Frequently Asked Questions

Nipocalimab (Imaavy) was FDA-approved in May 2025 for the treatment of generalized myasthenia gravis (gMG) in adults and pediatric patients aged 12 and older who are antibody-positive.

Imaavy is a monoclonal antibody that blocks the neonatal Fc receptor (FcRn). By doing so, it lowers the levels of disease-causing IgG antibodies in the bloodstream, which helps to reduce the symptoms of autoimmune diseases.

Nipocalimab is currently in clinical trials for several other rare conditions, including hemolytic disease of the fetus and newborn (HDFN), warm autoimmune hemolytic anemia (WAIHA), Sjögren's disease, and chronic inflammatory demyelinating polyneuropathy (CIDP).

No, Johnson & Johnson acquired nipocalimab when it purchased Momenta Pharmaceuticals for $6.5 billion in 2020. Momenta had already been developing the drug for multiple autoantibody-mediated conditions.

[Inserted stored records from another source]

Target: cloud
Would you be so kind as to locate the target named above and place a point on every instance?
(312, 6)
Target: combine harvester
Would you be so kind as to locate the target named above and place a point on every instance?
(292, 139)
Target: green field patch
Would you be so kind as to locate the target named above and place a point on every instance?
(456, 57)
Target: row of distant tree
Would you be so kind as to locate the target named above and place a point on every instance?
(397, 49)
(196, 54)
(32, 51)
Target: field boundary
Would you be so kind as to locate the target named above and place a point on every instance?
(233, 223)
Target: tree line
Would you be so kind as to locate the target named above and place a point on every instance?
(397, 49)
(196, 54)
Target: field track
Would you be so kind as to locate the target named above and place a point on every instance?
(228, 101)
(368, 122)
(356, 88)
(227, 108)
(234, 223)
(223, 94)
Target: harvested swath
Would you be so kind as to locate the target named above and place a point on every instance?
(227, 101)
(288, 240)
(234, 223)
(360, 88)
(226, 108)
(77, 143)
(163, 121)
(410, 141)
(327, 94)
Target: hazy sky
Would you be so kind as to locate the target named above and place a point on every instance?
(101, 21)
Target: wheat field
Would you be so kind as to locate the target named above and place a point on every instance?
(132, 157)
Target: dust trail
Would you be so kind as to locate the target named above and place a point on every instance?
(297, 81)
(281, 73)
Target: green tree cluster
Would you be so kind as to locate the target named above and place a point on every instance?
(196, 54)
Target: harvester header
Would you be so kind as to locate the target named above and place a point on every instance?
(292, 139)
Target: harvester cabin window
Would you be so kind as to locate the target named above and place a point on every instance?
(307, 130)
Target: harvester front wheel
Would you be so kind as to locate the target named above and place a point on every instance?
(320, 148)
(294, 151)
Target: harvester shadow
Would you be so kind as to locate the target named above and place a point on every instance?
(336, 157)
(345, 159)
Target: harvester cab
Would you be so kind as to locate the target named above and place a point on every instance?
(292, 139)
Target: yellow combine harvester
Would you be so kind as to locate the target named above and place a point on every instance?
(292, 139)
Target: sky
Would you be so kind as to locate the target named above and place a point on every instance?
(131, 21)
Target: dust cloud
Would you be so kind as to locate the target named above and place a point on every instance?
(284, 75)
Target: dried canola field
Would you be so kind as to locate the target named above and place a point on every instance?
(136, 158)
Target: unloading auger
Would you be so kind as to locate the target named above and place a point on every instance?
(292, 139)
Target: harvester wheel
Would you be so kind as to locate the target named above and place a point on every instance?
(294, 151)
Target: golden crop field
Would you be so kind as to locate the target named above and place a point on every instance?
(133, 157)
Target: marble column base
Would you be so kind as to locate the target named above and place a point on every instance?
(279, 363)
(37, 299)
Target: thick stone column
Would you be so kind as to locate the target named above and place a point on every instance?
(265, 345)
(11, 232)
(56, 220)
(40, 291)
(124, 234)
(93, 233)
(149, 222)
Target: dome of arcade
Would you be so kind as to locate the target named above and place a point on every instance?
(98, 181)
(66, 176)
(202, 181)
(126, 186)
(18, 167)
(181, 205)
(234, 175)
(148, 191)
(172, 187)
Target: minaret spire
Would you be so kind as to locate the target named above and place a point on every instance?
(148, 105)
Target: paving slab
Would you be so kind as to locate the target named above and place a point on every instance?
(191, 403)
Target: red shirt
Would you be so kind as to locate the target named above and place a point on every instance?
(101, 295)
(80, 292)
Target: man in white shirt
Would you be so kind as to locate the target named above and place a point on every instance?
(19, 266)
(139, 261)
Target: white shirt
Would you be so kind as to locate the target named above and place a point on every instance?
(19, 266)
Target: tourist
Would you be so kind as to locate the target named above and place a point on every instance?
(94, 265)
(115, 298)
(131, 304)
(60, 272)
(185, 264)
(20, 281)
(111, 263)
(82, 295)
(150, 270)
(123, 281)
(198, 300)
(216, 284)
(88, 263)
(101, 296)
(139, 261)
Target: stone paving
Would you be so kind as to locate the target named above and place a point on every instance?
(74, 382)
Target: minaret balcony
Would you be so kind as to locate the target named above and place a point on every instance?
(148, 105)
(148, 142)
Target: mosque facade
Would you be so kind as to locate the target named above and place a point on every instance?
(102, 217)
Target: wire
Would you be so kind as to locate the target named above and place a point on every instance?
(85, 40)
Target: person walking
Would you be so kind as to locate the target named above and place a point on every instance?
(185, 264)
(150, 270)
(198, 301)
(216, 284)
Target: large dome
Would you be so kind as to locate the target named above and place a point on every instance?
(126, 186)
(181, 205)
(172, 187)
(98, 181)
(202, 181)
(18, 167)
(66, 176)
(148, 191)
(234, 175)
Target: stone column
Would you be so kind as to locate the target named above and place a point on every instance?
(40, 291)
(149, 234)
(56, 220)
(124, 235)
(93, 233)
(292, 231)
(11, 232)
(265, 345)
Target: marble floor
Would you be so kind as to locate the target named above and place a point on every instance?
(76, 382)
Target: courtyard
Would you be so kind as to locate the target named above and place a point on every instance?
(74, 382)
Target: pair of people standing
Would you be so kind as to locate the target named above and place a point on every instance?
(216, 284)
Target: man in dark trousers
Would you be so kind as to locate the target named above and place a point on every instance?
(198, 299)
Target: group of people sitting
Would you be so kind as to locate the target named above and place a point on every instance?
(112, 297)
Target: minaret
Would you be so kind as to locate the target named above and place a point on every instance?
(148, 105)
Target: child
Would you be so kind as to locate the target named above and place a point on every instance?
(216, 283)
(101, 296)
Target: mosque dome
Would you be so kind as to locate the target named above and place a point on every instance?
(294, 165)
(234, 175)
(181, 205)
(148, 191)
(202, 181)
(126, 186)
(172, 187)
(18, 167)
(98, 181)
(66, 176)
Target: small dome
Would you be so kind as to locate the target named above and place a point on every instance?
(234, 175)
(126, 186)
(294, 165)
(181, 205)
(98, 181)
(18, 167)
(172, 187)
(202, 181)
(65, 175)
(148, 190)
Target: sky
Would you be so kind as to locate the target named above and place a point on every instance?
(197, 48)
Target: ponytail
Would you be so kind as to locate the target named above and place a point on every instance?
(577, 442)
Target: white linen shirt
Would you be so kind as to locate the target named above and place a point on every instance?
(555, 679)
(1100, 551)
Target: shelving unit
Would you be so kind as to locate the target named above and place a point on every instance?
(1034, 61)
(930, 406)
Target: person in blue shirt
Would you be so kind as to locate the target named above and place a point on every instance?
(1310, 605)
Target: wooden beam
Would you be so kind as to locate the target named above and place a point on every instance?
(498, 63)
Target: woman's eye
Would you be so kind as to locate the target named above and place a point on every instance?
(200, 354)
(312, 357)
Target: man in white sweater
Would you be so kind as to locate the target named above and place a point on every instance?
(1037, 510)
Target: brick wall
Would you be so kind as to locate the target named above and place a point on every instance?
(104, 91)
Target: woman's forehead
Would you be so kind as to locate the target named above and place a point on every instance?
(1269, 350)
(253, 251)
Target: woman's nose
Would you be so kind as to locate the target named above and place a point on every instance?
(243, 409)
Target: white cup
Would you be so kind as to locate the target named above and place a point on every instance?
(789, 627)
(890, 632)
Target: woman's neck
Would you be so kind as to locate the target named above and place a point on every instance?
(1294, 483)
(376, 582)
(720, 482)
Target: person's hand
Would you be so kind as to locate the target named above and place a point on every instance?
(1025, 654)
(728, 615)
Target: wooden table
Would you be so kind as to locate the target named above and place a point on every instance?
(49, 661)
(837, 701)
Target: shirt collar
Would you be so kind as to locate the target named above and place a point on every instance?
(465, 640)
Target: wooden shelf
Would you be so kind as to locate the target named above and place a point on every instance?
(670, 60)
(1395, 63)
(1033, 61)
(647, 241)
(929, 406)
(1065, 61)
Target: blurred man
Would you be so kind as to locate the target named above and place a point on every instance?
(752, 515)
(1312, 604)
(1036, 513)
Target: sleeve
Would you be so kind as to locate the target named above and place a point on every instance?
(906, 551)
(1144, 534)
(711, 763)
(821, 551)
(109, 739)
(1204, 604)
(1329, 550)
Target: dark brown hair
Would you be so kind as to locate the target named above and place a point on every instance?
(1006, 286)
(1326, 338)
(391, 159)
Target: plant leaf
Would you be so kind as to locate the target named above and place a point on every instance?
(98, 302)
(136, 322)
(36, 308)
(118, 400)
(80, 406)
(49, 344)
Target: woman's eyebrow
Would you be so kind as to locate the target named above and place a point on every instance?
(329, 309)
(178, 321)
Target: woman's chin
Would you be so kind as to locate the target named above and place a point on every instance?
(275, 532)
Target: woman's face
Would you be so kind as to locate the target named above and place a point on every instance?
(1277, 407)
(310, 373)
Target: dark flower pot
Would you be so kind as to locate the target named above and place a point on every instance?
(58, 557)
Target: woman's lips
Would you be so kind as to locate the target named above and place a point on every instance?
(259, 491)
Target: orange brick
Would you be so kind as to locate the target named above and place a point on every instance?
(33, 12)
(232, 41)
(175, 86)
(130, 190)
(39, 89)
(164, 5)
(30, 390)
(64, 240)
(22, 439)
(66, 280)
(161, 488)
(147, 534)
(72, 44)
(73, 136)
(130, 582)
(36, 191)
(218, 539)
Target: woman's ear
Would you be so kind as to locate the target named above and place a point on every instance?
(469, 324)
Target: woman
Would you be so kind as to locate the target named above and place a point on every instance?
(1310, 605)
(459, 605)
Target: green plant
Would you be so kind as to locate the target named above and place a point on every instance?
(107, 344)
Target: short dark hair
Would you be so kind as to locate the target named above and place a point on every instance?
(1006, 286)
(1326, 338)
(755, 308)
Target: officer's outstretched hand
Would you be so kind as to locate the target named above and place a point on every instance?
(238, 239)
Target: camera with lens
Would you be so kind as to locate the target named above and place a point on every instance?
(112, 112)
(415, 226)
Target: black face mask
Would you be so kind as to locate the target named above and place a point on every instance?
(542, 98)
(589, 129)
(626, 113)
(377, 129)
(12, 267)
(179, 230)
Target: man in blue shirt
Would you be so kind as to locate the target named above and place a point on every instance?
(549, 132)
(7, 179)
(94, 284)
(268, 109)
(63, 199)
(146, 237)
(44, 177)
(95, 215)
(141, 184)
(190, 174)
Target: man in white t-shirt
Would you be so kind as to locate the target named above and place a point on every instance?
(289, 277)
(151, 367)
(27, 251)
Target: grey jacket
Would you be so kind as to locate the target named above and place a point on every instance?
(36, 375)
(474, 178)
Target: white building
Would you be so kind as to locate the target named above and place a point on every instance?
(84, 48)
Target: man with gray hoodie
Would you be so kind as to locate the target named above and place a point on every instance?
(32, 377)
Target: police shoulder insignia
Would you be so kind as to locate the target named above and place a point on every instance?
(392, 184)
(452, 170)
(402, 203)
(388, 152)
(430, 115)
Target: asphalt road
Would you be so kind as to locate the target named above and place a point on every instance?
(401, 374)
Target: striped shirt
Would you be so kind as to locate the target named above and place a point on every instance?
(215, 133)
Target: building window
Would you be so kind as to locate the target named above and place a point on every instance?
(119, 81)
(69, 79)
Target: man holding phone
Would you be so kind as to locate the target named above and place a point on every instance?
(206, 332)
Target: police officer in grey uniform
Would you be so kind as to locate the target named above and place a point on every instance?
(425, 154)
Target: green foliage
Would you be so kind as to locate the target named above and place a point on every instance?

No, Imaavy is one of several FcRn inhibitors developed for autoimmune diseases. Competitors include Vyvgart (efgartigimod) from Argenx and rozanolixizumab from UCB, though Imaavy is approved for a broader range of gMG patients, including adolescents.

Imaavy is administered as an intravenous infusion, typically given every two weeks, to help manage the patient's symptoms.

Nipocalimab has been described as a 'pipeline in a pathway' because its mechanism targets a common underlying cause of many different autoimmune diseases (FcRn blockade). This allows a single drug to potentially treat a wide array of conditions, offering a streamlined development strategy.